Epoxy resin: Bis F-type epoxy resin (epoxy equivalent: 160 to 180) and polyfunctional epoxy resin (triphenylglycidyl ether methane (TPGEM)) were used.
-Phenol-based curing agent: 2,5-dihydroxybenzoic acid and phenolphthaline were used.
-Curing accelerator: 2-methylimidazole was used.
[0021]
[Table 1]

[0022]
As shown in Table 1, in Example 1-4, good results were shown regarding solderability. This is presumed that the amphoteric surfactant was added to the curable flux to sufficiently reduce the interfacial tension between the curable flux and the solder ball, and the contact between the solder ball and the pad easily occurred.
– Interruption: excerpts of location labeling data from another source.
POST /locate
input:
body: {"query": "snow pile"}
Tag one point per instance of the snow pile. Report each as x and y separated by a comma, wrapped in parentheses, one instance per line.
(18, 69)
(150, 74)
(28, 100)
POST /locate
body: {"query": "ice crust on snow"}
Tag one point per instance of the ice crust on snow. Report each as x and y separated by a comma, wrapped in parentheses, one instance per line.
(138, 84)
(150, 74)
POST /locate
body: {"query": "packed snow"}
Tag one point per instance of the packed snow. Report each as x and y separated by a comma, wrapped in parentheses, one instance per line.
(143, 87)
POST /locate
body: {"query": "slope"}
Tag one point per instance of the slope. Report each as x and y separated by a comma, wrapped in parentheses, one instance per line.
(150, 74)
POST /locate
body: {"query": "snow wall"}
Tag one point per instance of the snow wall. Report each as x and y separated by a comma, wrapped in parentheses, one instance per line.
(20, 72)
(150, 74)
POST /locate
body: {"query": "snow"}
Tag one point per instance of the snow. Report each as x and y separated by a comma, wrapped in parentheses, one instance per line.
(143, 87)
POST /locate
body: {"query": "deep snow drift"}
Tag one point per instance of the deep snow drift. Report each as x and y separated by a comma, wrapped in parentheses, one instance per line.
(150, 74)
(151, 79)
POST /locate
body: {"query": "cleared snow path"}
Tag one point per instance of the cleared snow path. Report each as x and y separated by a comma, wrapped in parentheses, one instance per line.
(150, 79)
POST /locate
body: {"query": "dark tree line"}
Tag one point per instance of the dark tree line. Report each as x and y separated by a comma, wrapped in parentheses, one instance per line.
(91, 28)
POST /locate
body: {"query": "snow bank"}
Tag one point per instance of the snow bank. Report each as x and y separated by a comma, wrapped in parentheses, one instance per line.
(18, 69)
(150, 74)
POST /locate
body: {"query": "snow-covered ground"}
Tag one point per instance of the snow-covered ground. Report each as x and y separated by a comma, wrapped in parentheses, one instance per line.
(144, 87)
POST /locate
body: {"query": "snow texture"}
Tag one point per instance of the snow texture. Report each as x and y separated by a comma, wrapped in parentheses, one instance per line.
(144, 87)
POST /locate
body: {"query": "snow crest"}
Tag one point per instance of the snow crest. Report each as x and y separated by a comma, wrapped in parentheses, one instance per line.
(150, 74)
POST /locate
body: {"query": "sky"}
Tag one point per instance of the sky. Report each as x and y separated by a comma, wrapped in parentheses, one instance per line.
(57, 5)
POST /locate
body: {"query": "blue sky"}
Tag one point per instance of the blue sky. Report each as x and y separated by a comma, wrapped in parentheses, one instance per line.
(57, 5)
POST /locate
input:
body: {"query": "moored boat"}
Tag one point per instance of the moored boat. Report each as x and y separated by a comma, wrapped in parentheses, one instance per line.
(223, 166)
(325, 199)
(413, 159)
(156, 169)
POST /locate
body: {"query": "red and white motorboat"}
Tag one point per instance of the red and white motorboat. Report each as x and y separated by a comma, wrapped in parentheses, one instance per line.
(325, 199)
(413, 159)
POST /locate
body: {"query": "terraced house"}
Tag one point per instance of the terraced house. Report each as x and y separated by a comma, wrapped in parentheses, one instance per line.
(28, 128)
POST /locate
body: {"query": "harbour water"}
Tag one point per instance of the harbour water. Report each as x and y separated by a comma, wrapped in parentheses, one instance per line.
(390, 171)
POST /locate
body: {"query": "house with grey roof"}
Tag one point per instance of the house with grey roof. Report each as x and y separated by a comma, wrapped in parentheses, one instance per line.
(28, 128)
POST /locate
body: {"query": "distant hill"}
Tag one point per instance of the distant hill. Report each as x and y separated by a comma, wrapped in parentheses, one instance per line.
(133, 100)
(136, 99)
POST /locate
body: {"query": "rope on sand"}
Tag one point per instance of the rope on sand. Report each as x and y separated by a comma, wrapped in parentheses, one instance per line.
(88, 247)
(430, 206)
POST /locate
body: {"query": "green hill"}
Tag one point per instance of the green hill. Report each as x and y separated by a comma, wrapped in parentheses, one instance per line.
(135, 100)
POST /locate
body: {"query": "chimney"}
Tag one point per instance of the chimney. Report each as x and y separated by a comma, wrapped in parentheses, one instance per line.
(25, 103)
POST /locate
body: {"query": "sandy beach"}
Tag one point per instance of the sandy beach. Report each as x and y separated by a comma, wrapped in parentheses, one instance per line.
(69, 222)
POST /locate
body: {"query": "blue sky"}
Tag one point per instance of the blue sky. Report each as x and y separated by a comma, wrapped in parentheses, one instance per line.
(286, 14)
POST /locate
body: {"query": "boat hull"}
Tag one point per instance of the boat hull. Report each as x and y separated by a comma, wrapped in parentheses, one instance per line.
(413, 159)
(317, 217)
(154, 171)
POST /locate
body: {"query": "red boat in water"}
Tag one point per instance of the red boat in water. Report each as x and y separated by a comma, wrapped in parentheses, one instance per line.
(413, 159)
Is done.
[0023]
【The invention's effect】
By using the curable flux of the present invention, in the secondary solder ball mounting process, the reliability of solder bonding is high and the mounting process can be shortened, and the industrial merit is great.

Claims (3)

A curable flux used to reinforce solder joints and solder joints, which contains an amphoteric surfactant. The curable flux according to claim 1, wherein the curable flux contains an epoxy resin having two or more epoxy groups in one molecule and a curing agent. The curable flux according to claim 2, wherein the curing agent is a compound having at least two phenolic hydroxyl groups per molecule and at least one carboxyl group per molecule.